Схожее, но не тождественное значение имеет слово номады, номадизм, и именно в силу этой схожести значений, в русскоязычном и возможно других лингво-культурно несхожих оседлых обществах (персидском, сино-китайском, и многих других, исторически страдавших от военных экспансий кочевых народов) существует седентаристский феномен подспудной исторической неприязни, приведший к очевидно намеренной терминологической путанице «кочевник-скотовод», «номад-путешественник», ирландский-английский-шотландский «путешественних-трэвеллер» и т. п.
Кочевой образ жизни исторически ведут тюркские и монгольские этносы, и другие народы урало-алтайской языковой семьи, находившиеся в ареале кочевых цивилизаций. На основании генетической языковой близости к урало-алтайской семье, предков современных японцев, древних конных воинов-лучников, завоевавших Японские острова, выходцев из урало-алтайской кочевой среды, также и корейцев историки и генетики считают отделившимися от протоалтайских народов.
Вклад, и древний, и средневековый, и относительно недавний, кочевников в северный и южный синский (древнее название), ханьский или китайский этногенез, вероятно, достаточно большой.
Последняя династия Цин была кочевого, маньчжурского происхождения.
Средства к существованию кочевники могли получать из самых разных источников — кочевое скотоводство, торговля, различные ремесла, рыболовство, охота, различные виды искусства (цыгане), наёмный труд или даже военный грабёж, либо «военные завоевания». Обычное воровство было недостойно воина-кочевника, в том числе ребёнка или женщины, так как все члены кочевого общества было воинами своего рода или эля, и тем более кочевого аристократа.
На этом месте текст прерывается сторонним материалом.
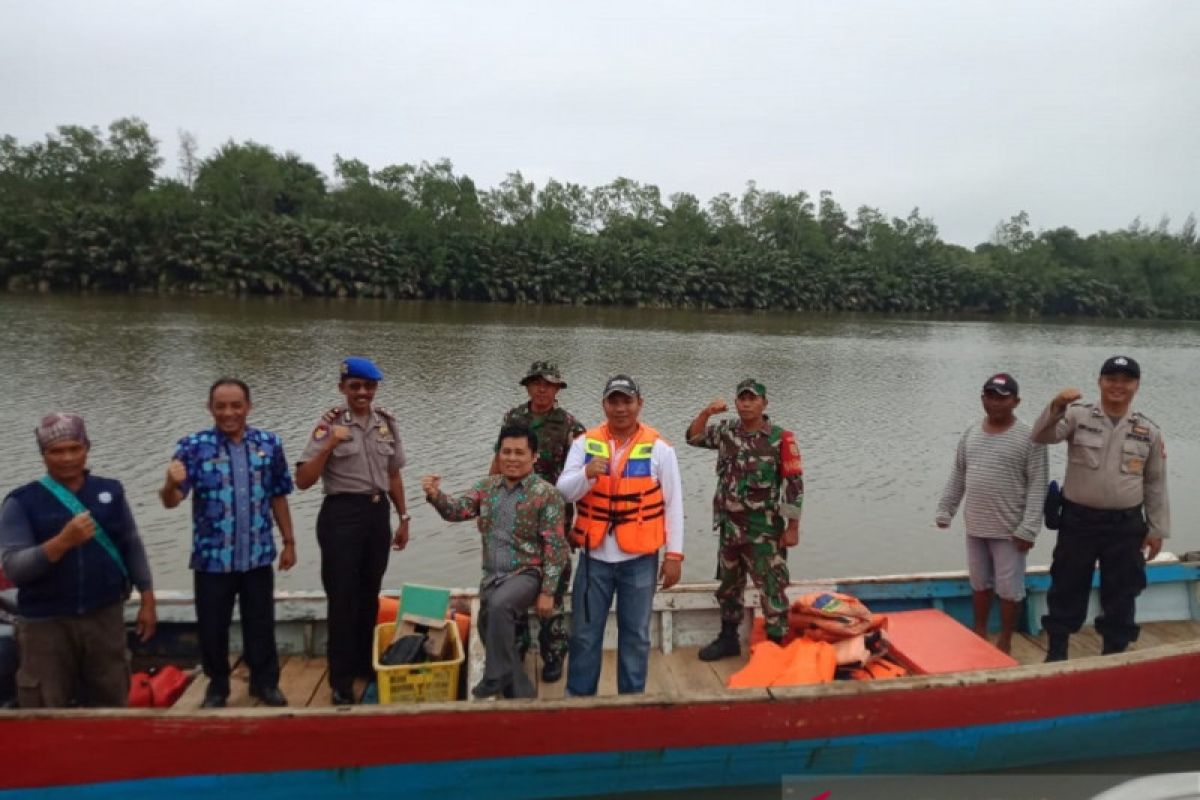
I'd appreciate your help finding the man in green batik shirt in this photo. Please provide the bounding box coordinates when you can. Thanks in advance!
[491,361,587,684]
[688,378,804,661]
[421,426,570,699]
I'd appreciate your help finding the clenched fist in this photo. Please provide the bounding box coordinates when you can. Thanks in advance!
[59,511,96,547]
[583,458,608,481]
[167,458,187,489]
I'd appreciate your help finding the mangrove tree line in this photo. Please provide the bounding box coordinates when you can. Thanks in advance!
[0,119,1200,319]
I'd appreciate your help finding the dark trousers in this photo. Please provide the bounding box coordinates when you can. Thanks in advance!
[479,572,541,697]
[192,565,280,697]
[1042,500,1148,648]
[317,494,391,693]
[517,561,571,661]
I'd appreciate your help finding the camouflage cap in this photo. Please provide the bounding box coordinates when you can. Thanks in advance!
[733,378,767,397]
[600,375,642,399]
[521,361,566,389]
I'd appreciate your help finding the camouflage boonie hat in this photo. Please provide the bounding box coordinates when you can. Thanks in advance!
[521,361,566,389]
[733,378,767,397]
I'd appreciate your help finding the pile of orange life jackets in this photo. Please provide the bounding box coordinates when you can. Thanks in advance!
[728,591,908,688]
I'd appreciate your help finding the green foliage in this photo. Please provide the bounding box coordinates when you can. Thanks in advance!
[0,119,1200,319]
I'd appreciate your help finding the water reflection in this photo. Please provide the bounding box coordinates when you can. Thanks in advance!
[0,296,1200,589]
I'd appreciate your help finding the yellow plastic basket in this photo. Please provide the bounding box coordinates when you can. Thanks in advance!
[373,622,463,704]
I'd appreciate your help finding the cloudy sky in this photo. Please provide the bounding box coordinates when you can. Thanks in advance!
[0,0,1200,245]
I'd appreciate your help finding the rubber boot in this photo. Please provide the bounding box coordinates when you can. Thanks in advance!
[700,621,742,661]
[1045,633,1070,663]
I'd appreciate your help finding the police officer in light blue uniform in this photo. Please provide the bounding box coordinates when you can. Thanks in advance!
[295,356,409,705]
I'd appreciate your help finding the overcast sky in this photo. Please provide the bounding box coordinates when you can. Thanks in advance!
[0,0,1200,245]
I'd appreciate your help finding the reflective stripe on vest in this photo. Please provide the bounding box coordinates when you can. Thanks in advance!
[571,425,666,554]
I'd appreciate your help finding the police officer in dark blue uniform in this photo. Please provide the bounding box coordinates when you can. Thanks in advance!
[1033,355,1171,661]
[295,356,409,705]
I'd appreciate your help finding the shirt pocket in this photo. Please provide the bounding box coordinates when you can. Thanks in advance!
[1067,428,1104,469]
[330,435,362,458]
[1121,439,1150,475]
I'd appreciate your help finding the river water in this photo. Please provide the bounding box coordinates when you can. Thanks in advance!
[0,295,1200,589]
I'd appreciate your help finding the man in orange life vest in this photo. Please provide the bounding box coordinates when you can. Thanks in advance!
[558,375,683,696]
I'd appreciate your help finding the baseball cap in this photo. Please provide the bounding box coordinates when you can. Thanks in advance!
[601,375,642,399]
[733,378,767,397]
[521,361,566,389]
[1100,355,1141,380]
[341,355,383,380]
[34,411,91,452]
[983,372,1021,397]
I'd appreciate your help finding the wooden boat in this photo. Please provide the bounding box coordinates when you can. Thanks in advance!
[0,559,1200,800]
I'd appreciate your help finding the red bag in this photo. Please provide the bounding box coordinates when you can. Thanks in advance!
[130,664,191,709]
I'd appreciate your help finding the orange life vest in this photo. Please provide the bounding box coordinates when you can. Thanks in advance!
[571,423,667,555]
[726,638,838,688]
[787,591,887,642]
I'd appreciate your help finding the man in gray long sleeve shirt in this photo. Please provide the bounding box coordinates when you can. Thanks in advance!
[1033,355,1171,661]
[0,414,156,708]
[936,373,1046,652]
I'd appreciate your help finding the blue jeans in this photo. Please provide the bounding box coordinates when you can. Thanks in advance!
[566,553,659,696]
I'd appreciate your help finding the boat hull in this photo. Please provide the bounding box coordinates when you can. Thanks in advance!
[0,644,1200,800]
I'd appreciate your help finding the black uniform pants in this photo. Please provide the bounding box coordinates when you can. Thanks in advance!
[192,565,280,697]
[1042,499,1148,648]
[317,494,391,693]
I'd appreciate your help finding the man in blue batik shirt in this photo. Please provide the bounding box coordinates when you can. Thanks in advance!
[160,378,296,708]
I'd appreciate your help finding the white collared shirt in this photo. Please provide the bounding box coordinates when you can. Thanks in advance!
[557,437,683,564]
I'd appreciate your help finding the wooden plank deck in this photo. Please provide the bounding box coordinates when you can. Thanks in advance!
[162,621,1200,710]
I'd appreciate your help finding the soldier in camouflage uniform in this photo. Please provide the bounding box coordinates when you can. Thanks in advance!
[492,361,586,682]
[688,378,804,661]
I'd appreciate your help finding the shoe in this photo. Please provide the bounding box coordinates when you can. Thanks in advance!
[250,686,288,708]
[470,678,511,700]
[541,657,563,684]
[700,622,742,661]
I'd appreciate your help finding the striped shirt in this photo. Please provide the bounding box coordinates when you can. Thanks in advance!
[936,420,1049,542]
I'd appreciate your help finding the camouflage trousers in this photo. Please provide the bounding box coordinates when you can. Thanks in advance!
[716,522,790,637]
[517,561,571,661]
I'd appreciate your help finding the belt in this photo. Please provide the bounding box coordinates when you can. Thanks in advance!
[325,492,386,503]
[1062,498,1141,522]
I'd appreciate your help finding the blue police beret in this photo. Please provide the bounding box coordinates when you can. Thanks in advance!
[342,355,383,380]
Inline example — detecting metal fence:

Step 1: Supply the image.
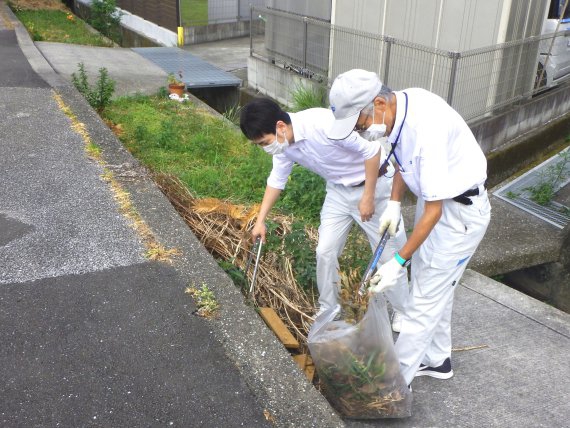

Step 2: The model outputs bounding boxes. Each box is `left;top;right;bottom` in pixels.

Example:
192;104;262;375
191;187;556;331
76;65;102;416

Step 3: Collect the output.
250;7;563;120
179;0;266;27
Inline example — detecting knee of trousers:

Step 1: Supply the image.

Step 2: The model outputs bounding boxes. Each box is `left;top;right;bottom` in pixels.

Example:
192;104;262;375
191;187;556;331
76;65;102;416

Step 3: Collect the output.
316;244;339;261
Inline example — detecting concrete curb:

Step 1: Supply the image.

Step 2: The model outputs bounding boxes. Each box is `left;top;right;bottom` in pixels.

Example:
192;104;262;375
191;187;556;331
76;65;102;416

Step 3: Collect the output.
0;2;68;88
0;3;344;427
461;269;570;338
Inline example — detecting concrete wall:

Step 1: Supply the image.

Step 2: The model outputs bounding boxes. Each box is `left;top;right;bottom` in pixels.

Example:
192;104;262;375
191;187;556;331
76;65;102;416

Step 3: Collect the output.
247;57;322;106
75;0;178;46
184;20;249;45
329;0;547;123
247;57;570;185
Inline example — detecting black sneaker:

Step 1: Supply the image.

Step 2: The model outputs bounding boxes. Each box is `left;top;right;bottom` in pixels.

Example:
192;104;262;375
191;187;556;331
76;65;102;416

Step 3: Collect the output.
416;358;453;379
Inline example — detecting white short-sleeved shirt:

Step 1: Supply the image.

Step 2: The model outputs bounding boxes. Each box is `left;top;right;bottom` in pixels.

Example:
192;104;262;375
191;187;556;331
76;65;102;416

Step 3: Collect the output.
388;88;487;201
267;108;380;189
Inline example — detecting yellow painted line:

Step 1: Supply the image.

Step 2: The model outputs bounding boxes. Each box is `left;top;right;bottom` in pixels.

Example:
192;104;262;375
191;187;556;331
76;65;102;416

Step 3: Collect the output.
0;5;14;30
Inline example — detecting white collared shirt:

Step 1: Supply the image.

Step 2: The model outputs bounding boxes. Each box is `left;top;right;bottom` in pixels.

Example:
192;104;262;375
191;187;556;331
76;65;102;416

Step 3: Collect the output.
267;108;380;189
388;88;487;201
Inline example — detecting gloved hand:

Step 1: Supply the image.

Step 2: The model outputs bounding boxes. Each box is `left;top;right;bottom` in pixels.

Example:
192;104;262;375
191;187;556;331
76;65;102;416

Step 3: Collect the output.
378;201;401;236
369;258;406;293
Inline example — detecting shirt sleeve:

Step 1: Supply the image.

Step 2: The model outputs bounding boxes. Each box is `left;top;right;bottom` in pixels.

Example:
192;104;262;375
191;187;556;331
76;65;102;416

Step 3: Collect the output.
417;126;450;201
267;154;295;190
335;132;381;160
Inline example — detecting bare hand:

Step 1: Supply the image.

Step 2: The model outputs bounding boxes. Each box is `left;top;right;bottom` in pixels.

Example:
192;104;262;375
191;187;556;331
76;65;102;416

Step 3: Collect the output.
358;196;376;221
251;222;267;244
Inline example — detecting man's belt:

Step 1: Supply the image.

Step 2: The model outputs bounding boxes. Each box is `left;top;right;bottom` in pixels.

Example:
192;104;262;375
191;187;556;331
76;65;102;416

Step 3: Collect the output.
453;185;486;205
352;162;388;187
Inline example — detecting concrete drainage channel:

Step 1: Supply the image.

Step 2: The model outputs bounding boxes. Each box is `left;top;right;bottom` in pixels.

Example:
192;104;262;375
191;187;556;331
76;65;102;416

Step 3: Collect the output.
494;147;570;229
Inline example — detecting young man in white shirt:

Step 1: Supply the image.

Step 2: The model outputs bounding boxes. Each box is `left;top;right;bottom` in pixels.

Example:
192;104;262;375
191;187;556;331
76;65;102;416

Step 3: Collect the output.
240;98;409;330
327;69;491;385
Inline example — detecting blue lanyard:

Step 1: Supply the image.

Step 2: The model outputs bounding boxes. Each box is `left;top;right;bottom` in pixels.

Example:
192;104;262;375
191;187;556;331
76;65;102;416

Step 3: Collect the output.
380;92;408;172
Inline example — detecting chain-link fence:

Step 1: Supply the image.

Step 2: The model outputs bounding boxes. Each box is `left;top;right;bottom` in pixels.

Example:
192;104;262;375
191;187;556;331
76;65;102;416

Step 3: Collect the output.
250;7;563;120
179;0;265;27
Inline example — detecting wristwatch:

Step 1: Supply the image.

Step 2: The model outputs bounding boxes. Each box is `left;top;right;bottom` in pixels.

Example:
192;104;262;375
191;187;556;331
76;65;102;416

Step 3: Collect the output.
394;253;412;267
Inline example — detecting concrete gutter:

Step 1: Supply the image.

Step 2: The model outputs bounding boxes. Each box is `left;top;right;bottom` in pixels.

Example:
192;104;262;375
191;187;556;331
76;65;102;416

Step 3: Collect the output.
0;2;344;427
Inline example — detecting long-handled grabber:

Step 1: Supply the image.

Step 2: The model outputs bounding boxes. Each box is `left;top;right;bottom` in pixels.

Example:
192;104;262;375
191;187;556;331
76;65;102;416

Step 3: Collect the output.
358;229;390;296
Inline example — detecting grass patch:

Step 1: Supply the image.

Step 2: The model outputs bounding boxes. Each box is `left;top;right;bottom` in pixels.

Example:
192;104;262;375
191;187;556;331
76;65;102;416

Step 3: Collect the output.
180;0;208;27
104;96;271;203
14;8;112;47
103;95;325;225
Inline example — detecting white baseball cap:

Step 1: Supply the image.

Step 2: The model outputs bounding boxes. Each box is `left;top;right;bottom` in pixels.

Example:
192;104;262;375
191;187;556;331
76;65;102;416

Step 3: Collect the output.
327;68;382;140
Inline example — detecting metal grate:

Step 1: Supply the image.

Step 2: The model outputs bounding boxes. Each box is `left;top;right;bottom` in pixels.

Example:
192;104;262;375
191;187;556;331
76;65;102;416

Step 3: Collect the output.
494;147;570;229
133;47;241;89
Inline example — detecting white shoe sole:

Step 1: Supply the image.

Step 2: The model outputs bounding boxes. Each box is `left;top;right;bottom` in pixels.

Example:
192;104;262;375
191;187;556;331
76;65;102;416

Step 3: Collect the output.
414;370;453;379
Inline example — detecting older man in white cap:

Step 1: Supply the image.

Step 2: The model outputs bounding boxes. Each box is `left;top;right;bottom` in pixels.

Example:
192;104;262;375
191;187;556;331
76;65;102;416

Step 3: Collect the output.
328;69;491;384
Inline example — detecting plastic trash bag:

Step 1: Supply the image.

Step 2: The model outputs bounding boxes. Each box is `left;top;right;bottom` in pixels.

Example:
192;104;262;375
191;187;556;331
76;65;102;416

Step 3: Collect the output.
308;295;412;419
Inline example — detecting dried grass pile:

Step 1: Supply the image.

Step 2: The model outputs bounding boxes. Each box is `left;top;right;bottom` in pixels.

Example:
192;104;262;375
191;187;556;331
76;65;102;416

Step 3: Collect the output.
155;175;317;348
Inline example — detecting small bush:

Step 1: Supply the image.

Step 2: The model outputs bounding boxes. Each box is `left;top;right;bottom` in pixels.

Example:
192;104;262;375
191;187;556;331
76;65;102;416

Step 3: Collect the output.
71;63;115;113
88;0;122;42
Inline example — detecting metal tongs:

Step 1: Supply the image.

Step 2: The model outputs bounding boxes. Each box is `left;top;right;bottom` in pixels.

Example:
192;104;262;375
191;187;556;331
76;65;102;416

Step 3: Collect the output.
245;236;263;297
358;229;390;297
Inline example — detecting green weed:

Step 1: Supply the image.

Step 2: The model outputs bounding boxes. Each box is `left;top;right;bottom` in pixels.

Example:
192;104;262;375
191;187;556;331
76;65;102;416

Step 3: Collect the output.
524;151;570;205
291;85;327;112
185;284;220;318
180;0;208;27
71;63;115;113
14;9;112;47
88;0;122;44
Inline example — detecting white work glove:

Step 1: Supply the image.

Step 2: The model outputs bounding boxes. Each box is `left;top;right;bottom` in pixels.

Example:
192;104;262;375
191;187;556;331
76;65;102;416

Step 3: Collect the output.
379;201;401;236
369;258;406;293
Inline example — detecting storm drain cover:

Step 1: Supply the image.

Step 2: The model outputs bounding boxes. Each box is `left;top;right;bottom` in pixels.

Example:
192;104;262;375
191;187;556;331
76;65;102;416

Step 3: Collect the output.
132;47;241;89
494;147;570;229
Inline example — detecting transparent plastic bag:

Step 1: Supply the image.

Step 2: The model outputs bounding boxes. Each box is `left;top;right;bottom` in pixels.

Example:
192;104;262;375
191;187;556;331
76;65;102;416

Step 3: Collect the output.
308;295;412;419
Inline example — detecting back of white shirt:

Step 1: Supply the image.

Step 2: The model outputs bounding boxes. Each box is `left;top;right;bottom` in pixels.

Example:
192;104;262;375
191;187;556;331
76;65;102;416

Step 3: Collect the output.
267;108;380;189
389;88;487;201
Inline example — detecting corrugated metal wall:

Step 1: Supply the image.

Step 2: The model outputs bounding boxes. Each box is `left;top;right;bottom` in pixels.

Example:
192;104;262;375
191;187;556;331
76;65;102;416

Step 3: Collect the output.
117;0;178;32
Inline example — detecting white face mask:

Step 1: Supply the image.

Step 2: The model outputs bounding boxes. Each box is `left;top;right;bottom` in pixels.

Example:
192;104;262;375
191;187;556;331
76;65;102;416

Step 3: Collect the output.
263;129;289;155
360;109;386;141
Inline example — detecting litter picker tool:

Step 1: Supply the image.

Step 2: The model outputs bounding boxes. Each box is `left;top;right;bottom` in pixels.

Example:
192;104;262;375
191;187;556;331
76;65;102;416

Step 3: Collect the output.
245;236;263;297
358;229;390;296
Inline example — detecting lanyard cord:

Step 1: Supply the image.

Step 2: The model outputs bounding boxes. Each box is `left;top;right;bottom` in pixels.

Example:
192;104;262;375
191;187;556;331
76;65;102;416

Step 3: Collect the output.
380;92;408;175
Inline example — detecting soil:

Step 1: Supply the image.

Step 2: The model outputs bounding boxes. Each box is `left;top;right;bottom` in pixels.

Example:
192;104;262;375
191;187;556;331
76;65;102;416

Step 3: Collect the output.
10;0;69;12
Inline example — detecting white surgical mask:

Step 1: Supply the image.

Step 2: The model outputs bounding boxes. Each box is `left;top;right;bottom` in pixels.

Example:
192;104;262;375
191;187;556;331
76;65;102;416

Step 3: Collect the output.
263;130;289;155
360;109;386;141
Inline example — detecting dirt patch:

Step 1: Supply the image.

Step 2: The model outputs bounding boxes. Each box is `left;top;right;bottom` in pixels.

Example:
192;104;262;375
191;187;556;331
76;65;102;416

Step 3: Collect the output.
10;0;70;12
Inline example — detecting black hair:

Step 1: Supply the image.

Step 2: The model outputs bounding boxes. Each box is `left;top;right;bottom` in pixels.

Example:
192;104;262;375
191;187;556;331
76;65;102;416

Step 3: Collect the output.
239;98;291;140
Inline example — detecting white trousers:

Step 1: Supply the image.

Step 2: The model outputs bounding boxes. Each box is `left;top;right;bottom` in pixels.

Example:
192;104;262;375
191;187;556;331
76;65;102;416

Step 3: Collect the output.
317;177;409;311
396;192;491;385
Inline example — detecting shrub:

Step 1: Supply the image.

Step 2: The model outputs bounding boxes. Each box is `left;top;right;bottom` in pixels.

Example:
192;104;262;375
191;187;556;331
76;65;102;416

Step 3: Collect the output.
71;62;115;113
88;0;122;42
Как и другие, считавшиеся недостойными, подобно воровству, особенности оседлой цивилизации, были немыслимы для любого кочевника. К примеру, в среде кочевников, проституция была бы абсурдна, то есть абсолютно неприемлема.
В современном мире, в связи с существенными изменениями в хозяйстве и жизни общества появилось и достаточно часто употребляется понятие неокочевники, то есть современные, возможно, очень (или не очень) успешные люди, ведущие кочевой или полукочевой образ жизни в современных условиях. По роду занятий многие из них являются артистами, учёными, политиками, спортсменами, шоуменами, коммивояжёрами, менеджерами, преподавателями, сезонными работниками, программистами, гастарбайтерами, экспатами, путешественниками и так далее[источник не указан 1823 дня].[14]